Five South American nations have recognized Palestinian statehood in recent weeks, and several more are expected to do so soon.
The Palestinians are increasingly lobbying nations for recognition as leverage toward an elusive peace deal with Israel, and they are finding a sympathetic ear in South America — a region with long-standing cultural ties, diplomatic alliances and increasing trade with the Arab world.
Brazil started the trend with its recognition on Dec. 3, then put trade with Arab nations squarely on the regional agenda when it hosted last month’s summit of the Mercosur economic bloc. These relationships also should be on full display at a wider South American-Arab summit next month in Lima, Peru.
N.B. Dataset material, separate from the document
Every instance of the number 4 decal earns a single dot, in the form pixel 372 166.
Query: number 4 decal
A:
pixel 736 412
But while securing foreign investment is a top priority for South America’s leaders, they also have other reasons for following Brazil’s lead.
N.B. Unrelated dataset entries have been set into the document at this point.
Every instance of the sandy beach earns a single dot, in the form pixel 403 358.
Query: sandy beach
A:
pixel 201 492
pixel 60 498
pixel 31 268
“Obviously we’re interested in more investments, but to think that because there’s a bigger investment or a new Arabic investment it’s going to define a foreign policy, it seems to me that this is to underestimate the independence, the judgment and the seriousness of the foreign policies of the countries of South America,” Peruvian Foreign Minister Jose Antonio Garcia Belaunde said.
Brazil, Argentina, Ecuador and Bolivia sided with Palestinian President Mahmoud Abbas last month by not only endorsing statehood but insisting on borders predating the Six-Day War in 1967, when Israel seized large swaths of territory held by Palestinians. After consulting with both Abbas and Israeli Prime Minister Benjamin Netanyahu, Chilean President Sebastian Pinera also decided to recognize Palestinian statehood on Friday. However, Chile’s position was studiously neutral, avoiding the border question and urging both sides to keep negotiating.
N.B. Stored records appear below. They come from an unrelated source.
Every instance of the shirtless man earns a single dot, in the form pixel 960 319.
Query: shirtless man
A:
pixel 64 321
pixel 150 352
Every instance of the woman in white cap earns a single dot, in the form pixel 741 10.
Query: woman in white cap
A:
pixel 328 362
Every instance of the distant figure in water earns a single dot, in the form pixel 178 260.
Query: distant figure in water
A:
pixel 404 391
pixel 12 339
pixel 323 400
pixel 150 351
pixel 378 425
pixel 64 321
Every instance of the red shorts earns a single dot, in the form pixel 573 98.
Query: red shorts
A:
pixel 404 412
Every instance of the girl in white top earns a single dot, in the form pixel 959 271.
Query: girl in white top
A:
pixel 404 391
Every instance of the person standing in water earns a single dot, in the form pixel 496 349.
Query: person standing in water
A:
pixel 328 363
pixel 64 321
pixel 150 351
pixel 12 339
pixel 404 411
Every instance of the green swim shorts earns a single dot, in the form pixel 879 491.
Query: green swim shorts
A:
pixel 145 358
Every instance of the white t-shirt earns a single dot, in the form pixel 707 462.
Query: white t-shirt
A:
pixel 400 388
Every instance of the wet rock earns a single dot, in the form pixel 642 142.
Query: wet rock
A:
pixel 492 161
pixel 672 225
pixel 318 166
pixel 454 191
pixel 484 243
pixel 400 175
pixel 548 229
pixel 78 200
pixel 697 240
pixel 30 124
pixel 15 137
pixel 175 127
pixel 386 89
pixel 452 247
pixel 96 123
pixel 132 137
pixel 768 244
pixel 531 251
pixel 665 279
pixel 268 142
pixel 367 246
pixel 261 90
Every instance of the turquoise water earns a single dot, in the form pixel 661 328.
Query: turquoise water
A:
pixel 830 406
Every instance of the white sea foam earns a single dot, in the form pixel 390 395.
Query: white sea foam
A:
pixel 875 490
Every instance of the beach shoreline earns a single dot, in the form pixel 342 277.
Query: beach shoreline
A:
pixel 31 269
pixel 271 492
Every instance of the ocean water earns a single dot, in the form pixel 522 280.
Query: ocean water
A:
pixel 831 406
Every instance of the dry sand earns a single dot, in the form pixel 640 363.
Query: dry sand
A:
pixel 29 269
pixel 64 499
Chilean Foreign Minister Alfredo Moreno said on Monday that the issue “has to be worked out between Israel and Palestine,” along with other questions ranging from water rights to security to the handling of refugees.
Venezuela previously recognized an independent Palestine in 2005, and Uruguay, Paraguay and Peru are also considering whether to join the more than 100 nations that have done so.
Chile and Argentina have their own reasons for their border stances.
Recognizing pre-1967 borders for a Palestinian state could undermine Chile’s own refusal to cede territory it won from Peru and Bolivia in 1879. Both countries still actively campaign for rights to this territory, and Peru’s case is pending before the International Court of Justice in The Hague, Netherlands.
Argentina, meanwhile, sees itself as the victim of an illegal land seizure — Britain’s control of the Falkland Islands, which Argentina calls the Malvinas and still claims despite losing a disastrous war over the archipelago in 1982. The Palestinians have long supported the position Argentina raises in nearly every international forum: that Britain violates UN agreements by refusing to negotiate the islands’ sovereignty.
Cultural ties are also key. Brazil and Paraguay have sizable Lebanese populations, Syrians are prominent in Argentina and Chile’s Palestinian community, about 400,000 strong, is among the largest outside the Middle East.